О встрече никто предварительно не уславливался. Приняв удивительное повторение обстоятельств за перст судьбы, они — прежде чем поведать Йотеку о своих невзгодах — порешили опять взяться за решение прежней задачи, и души их были преисполнены надежды, предвкушали долгожданное свершение. И в самом деле, на этот раз им вновь удалось выстроить имена в стройный ряд. Но — на горе собравшимся и на горе нам всем — они преуспели всего лишь вполовину, ибо по причине необъяснимого, внезапного помрачения чувств, охватившего всех и каждого, записать повесть они не смогли.
— Уши Ахуры закрылись для бирешей, когда он получил сие известие. —
Год спустя все повторилось в третий, последний раз: те же гости, то же празднество. Но теперь, похоже, они принялись за дело под несчастливой звездой — каждый боялся испытать разочарование. Собравшиеся чувствовали себя измученными, их угнетало предчувствие неминуемого провала, настроение было крайне подавленным.
Некоторые из присутствовавших, как сами они позже поведали, несмотря на все свои усилия так и не смогли выговорить имена, безукоризненно стыковавшиеся одно с другим, — ибо к горлу их подкатывали рыдания, вызванные чересчур сильным порывом чувств.
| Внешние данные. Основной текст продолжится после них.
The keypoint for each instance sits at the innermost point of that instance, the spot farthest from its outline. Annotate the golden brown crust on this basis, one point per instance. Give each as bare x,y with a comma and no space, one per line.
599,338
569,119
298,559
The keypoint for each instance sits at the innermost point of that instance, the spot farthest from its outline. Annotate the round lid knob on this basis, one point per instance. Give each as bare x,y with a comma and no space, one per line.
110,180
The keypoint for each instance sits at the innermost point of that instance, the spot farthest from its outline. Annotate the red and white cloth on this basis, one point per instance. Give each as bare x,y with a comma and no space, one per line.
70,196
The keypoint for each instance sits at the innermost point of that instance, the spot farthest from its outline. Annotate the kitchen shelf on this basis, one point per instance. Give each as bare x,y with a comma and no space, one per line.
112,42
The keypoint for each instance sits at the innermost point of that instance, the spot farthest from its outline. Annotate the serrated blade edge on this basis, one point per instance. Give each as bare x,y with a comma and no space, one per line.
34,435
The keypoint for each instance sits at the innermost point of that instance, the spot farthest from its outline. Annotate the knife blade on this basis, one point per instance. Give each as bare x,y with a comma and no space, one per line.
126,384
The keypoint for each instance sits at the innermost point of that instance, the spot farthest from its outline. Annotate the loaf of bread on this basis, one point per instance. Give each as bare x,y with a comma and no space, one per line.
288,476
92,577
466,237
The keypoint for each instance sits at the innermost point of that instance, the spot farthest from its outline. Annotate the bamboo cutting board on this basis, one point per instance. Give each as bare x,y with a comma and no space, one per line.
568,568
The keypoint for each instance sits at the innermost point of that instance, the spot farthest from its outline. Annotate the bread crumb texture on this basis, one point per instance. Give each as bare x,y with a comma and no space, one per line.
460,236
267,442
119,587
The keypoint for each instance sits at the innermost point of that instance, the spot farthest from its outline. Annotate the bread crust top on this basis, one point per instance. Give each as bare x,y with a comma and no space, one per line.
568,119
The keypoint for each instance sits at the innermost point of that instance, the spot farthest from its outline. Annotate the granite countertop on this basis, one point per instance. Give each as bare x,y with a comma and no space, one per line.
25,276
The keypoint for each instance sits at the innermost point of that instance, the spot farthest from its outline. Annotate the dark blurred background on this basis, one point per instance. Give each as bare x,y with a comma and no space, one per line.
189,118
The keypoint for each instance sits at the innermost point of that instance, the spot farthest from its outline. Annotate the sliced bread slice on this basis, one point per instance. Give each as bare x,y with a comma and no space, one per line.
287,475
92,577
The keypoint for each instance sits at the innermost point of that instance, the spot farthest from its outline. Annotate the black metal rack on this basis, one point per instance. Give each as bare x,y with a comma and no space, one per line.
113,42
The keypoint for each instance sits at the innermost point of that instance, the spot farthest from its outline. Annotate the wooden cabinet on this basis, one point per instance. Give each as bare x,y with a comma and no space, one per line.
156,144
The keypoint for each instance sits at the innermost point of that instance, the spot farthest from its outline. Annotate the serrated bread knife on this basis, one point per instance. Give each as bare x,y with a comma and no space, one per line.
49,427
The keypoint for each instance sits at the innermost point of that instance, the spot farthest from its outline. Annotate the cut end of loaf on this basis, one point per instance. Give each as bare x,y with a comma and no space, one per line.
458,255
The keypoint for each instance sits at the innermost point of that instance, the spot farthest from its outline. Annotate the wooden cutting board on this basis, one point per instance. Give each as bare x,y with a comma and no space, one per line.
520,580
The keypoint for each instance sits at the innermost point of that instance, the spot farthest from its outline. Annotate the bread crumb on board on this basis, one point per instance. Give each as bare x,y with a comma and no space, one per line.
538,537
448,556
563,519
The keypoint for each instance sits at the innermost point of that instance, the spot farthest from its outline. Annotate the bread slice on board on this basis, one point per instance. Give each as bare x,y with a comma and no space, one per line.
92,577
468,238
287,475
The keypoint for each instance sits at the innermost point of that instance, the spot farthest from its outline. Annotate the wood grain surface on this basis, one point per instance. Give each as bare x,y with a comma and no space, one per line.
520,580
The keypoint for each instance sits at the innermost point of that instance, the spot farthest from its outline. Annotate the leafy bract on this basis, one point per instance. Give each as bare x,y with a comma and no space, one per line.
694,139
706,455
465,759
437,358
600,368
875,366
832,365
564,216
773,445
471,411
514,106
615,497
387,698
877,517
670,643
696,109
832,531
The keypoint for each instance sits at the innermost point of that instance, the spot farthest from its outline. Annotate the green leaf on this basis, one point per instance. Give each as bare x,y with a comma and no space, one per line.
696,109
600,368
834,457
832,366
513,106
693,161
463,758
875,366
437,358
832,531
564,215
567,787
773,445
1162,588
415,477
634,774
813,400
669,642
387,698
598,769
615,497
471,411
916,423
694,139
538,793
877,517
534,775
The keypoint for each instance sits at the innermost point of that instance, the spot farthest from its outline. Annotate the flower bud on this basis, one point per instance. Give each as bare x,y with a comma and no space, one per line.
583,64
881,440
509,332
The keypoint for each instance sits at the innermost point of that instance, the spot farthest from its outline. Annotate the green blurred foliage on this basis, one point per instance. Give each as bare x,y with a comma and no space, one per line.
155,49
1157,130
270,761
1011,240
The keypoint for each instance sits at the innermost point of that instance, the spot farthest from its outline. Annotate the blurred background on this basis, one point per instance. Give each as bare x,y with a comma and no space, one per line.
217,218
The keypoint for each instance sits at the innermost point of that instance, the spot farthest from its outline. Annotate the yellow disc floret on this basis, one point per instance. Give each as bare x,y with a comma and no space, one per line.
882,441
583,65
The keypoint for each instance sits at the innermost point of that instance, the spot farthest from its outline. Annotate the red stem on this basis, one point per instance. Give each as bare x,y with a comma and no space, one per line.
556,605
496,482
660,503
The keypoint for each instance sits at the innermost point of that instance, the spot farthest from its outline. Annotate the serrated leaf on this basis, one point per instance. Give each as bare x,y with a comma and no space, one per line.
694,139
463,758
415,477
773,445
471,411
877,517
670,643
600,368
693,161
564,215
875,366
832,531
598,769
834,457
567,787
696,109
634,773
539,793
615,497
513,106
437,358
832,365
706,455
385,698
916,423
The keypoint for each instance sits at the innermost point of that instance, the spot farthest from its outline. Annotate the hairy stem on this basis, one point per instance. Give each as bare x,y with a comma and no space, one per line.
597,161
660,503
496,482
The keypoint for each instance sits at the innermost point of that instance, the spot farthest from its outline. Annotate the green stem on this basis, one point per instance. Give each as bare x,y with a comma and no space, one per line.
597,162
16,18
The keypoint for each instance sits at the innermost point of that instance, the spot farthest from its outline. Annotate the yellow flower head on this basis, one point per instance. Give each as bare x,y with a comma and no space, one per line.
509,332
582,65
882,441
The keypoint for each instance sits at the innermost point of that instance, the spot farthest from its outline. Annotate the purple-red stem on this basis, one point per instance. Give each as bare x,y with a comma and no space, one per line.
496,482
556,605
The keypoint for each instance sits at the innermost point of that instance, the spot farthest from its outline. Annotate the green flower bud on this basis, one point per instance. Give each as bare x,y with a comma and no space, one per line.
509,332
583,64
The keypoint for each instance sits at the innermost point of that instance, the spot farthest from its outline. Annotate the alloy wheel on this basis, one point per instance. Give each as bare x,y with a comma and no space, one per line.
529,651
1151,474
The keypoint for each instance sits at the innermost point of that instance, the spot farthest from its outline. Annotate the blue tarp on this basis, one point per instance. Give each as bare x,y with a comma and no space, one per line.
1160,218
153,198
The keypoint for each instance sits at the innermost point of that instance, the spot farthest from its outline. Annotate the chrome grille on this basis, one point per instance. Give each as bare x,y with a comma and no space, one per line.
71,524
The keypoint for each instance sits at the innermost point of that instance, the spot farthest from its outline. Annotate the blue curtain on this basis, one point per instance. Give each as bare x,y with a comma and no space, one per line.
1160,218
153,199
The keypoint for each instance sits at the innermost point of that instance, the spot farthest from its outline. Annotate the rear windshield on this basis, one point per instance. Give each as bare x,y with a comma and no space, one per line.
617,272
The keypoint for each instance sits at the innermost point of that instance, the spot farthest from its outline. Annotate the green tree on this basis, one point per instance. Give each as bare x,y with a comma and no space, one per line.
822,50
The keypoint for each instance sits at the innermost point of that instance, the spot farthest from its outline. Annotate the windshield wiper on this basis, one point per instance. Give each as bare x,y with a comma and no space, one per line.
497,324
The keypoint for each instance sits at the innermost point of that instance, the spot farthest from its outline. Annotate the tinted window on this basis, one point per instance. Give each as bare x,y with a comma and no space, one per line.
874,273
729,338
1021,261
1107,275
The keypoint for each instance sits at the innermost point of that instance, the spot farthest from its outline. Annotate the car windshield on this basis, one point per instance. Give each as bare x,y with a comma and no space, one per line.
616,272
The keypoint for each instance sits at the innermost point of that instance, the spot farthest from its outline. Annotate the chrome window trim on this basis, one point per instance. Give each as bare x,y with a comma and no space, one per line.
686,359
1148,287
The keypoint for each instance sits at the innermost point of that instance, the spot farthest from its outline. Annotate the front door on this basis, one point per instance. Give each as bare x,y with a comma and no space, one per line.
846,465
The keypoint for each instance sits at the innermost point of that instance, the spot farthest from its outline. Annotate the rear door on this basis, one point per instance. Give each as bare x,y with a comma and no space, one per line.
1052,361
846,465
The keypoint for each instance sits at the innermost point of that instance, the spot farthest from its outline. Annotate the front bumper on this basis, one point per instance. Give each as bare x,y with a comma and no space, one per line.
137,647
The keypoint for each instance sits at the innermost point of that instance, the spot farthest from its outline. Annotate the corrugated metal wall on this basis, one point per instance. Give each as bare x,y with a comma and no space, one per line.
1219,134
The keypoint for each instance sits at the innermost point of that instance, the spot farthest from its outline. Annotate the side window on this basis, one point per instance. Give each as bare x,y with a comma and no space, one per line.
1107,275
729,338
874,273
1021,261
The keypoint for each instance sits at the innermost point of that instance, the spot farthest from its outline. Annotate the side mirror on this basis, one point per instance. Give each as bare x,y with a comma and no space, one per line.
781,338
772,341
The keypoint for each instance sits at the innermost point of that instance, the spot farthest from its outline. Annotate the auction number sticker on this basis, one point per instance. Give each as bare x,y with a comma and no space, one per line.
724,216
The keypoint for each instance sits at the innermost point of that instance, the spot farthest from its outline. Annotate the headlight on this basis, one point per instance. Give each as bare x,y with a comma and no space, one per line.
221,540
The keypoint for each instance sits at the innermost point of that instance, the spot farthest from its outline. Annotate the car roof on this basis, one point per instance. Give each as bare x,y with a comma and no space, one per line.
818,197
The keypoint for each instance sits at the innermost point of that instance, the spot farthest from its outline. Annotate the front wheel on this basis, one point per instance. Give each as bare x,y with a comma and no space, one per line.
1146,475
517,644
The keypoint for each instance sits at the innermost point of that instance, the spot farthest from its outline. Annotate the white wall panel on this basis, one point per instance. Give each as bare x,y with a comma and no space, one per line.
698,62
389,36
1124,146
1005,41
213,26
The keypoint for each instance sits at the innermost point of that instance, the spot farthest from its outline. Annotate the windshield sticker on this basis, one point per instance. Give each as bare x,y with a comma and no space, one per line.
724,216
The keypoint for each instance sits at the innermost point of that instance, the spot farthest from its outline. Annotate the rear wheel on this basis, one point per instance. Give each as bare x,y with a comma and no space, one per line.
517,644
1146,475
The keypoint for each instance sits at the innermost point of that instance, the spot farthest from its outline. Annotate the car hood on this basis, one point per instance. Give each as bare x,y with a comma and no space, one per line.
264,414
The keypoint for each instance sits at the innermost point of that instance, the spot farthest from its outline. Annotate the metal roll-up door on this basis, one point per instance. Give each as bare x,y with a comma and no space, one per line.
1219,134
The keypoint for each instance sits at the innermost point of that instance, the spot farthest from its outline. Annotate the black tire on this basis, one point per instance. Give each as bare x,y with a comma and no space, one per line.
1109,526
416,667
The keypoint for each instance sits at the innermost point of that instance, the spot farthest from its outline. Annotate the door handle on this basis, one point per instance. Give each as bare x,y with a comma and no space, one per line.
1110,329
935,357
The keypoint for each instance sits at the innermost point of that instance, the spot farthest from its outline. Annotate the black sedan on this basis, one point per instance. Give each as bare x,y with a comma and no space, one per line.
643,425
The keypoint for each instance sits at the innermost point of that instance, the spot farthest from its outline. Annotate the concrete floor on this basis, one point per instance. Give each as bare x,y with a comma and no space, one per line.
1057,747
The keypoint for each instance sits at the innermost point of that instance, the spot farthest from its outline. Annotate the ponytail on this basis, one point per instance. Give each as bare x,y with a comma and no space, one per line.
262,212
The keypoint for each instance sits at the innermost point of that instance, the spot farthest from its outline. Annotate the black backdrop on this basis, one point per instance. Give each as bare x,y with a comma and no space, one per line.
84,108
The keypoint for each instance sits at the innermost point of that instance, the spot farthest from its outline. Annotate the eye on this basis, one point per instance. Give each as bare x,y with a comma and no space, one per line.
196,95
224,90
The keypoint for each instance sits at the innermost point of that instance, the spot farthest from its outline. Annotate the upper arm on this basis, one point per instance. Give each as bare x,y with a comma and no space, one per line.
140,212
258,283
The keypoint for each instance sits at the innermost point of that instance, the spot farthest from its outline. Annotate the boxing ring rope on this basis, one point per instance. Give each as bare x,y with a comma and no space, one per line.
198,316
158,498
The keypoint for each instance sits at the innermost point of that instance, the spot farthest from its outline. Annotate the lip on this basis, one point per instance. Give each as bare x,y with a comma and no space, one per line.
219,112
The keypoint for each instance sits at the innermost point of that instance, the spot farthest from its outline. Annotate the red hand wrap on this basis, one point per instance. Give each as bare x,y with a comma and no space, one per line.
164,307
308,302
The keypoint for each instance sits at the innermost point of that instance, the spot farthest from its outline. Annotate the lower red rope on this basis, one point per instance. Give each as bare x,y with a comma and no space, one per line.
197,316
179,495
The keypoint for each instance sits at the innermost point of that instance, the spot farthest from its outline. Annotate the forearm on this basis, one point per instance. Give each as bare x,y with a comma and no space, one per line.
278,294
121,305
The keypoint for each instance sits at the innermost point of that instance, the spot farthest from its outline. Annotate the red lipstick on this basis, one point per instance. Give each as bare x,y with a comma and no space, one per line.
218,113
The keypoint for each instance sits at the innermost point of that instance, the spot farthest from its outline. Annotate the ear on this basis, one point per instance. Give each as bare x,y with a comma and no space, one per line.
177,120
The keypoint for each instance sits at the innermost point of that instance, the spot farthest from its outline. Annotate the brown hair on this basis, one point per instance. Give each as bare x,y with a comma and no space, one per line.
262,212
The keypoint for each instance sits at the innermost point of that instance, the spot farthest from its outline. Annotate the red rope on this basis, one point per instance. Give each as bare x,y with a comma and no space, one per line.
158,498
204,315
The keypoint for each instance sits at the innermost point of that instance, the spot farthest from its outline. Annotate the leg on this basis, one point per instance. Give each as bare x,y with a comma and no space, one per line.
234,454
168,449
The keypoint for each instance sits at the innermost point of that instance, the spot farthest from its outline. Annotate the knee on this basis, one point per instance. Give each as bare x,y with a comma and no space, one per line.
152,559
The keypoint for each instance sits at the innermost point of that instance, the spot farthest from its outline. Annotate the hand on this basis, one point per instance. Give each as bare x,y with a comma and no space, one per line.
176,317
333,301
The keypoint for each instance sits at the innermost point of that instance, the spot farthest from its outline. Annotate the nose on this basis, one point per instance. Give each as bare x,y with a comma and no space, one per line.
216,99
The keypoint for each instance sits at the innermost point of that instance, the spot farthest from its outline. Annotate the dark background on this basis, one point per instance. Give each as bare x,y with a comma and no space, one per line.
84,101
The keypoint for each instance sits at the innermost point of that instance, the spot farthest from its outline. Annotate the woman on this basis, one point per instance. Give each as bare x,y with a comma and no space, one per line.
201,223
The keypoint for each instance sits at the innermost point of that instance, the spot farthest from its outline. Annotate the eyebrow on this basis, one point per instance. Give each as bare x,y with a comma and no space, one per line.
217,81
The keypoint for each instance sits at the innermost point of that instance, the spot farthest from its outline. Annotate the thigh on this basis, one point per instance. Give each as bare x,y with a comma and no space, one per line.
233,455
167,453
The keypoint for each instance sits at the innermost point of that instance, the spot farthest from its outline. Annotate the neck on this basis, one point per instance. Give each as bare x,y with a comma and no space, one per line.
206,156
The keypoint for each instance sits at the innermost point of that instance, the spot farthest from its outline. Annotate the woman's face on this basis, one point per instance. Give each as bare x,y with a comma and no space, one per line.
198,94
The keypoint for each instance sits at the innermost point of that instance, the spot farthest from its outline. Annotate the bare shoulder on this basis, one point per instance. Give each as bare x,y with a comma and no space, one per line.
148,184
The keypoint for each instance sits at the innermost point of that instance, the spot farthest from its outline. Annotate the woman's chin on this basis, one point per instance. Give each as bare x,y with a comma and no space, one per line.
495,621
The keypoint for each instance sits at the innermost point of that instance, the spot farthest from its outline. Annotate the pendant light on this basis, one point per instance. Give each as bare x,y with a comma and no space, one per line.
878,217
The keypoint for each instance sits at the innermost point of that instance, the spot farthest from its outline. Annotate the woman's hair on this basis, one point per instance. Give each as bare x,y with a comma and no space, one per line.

Их ушераздирающее бормотание разносилось окрест подобно недовольному шуршанию листьев, и даже на дальнем расстоянии оно было внятно слуху — как звон разлетающихся осколков стекла или, лучше, как треск ломающегося ледяного покрова на огромном озере.
— Рука Ахуры разбила зеркало. —
Мы — источник, из которого вы черпаете себя самих, источник, из которого вы созданы, — оканчивалась повесть. — Наше несчастие повелевает вам снова подхватить нить, вновь завязать узел. Вы — наживка, мы — леска удочки. Горе нам!»
«Вот это слова!» — воскликнул Люмьер, который следил за мною во время чтения, делая странные движения ртом; с таким видом взрослые люди присматривают за ребенком во время еды. «Вот это звучание! — воскликнул он снова. — Особенно если сравнить этот документ с неуклюжей поделкой Цердахеля. Цельдёмёльк! — сказал он. — Раньше так назывался город на юге, который некоторое время оставался совсем заброшенным, совсем как Ильмюц. “Община нищает все более и более” — эта фраза позволяет сделать выводы о времени возникновения текста. Его запись относят приблизительно к десятым-двадцатым годам предпоследнего столетия. Но датировка его не так уж важна — гораздо существеннее двойное заблуждение, в которое впадает почти всякий его читатель. Каждый, кто хотя бы поверхностно знаком с нашими Книгами, увидит здесь документ, говорящий об искуплении. И действительно, на то существуют три указания, по-моему, неопровержимые.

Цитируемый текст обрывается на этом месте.